When is it OK to include an attachment?
What should your text say before you attach the file?
When it comes to attaching files to marketing emails, we recommend the following: Don’t Do It!
It’s common sense that a PDF attachment would on the surface appear to be the simplest way to send out additional information in your marketing emails to your target group. They’re simple to make, easy to attach, and easy to fill with additional content you feel can’t be squeezed into an email. However, did you realize that email attachments are the most common way for malware to spread? Attaching a file to your email marketing campaigns can often make your audience suspicious about opening your emails. Sure, your email attachments are harmless, but how do people know that?
5 Reasons Why Attaching a File to Your Marketing Email Should Be Avoided At All Costs
Internet Service Providers (ISPs) may flag your email marketing message as spam before your subscriber ever has a chance to even read it. Spammers are usually the ones who send out mass emails with attachments. Your message could easily get flagged as a security risk for attachment-based email filtering. Even if you get past their email server, spam filters in Gmail, Hotmail, Outlook, and Yahoo! frown upon promotions with attachments and may entirely block your email altogether. This severely limits the effectiveness of your email campaign.
Even if you get past an ISP, your subscriber would most likely consider it spam. Every time you send out a new email campaign, ask yourself one basic question: “Would I open this?” Asking that one common sense question will assist you in determining how your message will be received by your target audience. Consider how an attachment would appear to a new subscriber who is unfamiliar with your marketing emails. A subscriber might easily misinterpret your attachment as a virus from an unknown sender. Any hesitancy will almost undoubtedly cause a new subscriber to select the “spam” button and unsubscribe, never to get another email from you.

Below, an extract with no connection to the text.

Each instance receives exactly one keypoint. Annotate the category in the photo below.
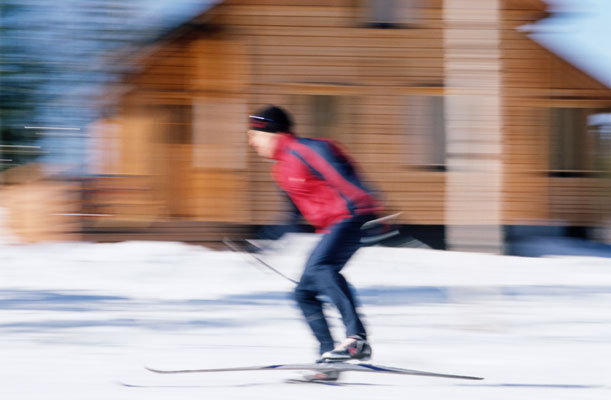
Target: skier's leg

Avoid sending emails that are too big. Attachments increase the file size of your message, which in turn increases the time it takes to send your emails, resulting in more resources required from the sending server. If using a cloud server, marketers will undoubtedly pay more to send emails with attachments. When an attachment makes your email too large, it might affect the performance of your campaigns and cause substantial delays in the delivery of your messages to recipients.
Your subscribers’ email usability suffers as a result of this. Email attachments are not only risky for your campaign’s deliverability, but they’re also inconvenient for readers to download. Firewalls, attachment sizes, and mobile device download capability can all cause problems when downloading attachments. Even if you make it past the spam folder, readers may become frustrated with the download procedure, delete it, and move on.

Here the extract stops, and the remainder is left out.